# Forces and Equilibrium

1. Jan 13, 2010

### Peto

The Crane in P19 (Attached) supports a 20.0-kN load.. to simplify things take the bales to be represented by two separate bundles: Cable-AB and cable-BC. (a) Draw a free-body diagram of point-B putting in the forces exerted by the boom, cable-AB, and cable -BC. (b) determin the horizontal and the vertical components of each force. (c) Using Sigma(Fx) = 0 and Sigma(Fy) = 0, determine the compressive force on the boom.

Since Fy, and Fx = 0, The load must be in Equilibrium.
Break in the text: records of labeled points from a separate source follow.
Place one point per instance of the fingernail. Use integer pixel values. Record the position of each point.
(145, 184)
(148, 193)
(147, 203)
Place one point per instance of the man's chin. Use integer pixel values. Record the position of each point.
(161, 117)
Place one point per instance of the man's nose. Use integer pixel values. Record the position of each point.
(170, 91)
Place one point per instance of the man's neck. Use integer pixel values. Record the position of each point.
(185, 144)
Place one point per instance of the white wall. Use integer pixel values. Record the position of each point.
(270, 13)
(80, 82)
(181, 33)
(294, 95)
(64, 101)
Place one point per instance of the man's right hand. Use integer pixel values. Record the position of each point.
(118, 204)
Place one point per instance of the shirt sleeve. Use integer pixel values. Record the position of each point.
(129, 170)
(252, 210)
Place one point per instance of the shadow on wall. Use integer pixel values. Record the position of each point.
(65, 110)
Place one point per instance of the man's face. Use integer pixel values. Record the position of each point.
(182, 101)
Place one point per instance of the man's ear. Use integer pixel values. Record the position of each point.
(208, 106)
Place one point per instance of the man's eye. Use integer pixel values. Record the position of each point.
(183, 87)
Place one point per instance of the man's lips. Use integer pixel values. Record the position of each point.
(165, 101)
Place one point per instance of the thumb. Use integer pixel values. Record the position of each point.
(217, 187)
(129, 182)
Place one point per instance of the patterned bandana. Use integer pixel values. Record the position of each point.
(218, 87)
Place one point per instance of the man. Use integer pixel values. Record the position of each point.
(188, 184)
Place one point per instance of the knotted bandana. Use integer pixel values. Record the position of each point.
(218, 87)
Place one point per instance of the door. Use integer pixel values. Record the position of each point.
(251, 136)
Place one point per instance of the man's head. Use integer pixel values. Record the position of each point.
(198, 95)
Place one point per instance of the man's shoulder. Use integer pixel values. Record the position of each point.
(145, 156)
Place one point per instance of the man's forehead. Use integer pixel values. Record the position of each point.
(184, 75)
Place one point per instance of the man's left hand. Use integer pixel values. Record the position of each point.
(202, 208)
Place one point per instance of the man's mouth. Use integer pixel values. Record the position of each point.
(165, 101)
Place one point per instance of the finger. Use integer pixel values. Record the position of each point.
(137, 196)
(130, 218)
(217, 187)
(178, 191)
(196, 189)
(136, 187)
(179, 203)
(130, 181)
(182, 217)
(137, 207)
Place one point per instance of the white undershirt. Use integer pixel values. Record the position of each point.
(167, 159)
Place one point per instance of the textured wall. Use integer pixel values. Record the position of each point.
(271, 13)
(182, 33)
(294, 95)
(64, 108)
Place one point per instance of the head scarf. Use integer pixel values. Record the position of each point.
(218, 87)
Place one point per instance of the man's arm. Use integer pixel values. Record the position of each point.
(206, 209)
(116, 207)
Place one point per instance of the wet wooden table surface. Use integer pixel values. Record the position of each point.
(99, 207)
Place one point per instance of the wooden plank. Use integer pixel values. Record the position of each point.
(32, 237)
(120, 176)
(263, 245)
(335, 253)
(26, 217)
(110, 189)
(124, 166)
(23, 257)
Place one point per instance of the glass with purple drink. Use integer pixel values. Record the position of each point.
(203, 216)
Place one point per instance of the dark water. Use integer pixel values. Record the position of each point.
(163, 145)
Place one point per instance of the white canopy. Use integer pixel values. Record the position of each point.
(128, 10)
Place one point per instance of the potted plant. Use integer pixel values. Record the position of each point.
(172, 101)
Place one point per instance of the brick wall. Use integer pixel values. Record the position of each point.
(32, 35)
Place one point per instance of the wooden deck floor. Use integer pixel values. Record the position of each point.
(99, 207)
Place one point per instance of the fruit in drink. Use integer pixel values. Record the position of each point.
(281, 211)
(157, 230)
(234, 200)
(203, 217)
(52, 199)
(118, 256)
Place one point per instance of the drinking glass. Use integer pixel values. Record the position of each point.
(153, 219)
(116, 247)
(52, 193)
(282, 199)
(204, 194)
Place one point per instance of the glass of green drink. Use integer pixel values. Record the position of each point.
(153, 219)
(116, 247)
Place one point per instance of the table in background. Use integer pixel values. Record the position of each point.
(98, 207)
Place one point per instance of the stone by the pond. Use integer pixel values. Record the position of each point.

I'm kind of stuck on this question, I had skipped over it before but now I still want to figure it out.

Any help would be much appreciated!

#### Attached Files:

• ###### Physics 12 P.138 Scan.jpg
File size:
41.2 KB
Views:
84
2. Jan 13, 2010

### PhanthomJay

Take the suggestions in parts a, b, and c. There are 3 forces acting on B, one is known (tension in BC, pulling away from B), the others are not (tension in AB pulling away from B), and compression in the boom (pushing towards point B). Break the forces into components and apply the equilibrium equations in the x and y directions. You'll get 2 equations with 2 unknowns, solve for T_AB and the boom compressive force. Watch your geometry and trig and plus and minus signs!

3. Jan 20, 2010

### Peto

Sorry for the late response I was caught up with other work, anyways,
so I drew the free-body diagram as suggested in part a,
For part b,
F_BCy = 20000N down
F_BCx = 0
F_BAy = 20000sin40 = 12855N down
F_BAx = 20000cos40 = 15320N left
Since in equilibrium, the boom must counteract these forces yielding,
F_boomy = 20000 + 12855 = 32855N up
F_boomx = 0 + 15320 = 15320N right

therefore the compression of the boom would be a^2 + b^2 = c^2,
sqrt(32855^2 + 15320^2) = 36251N

is this method correct ?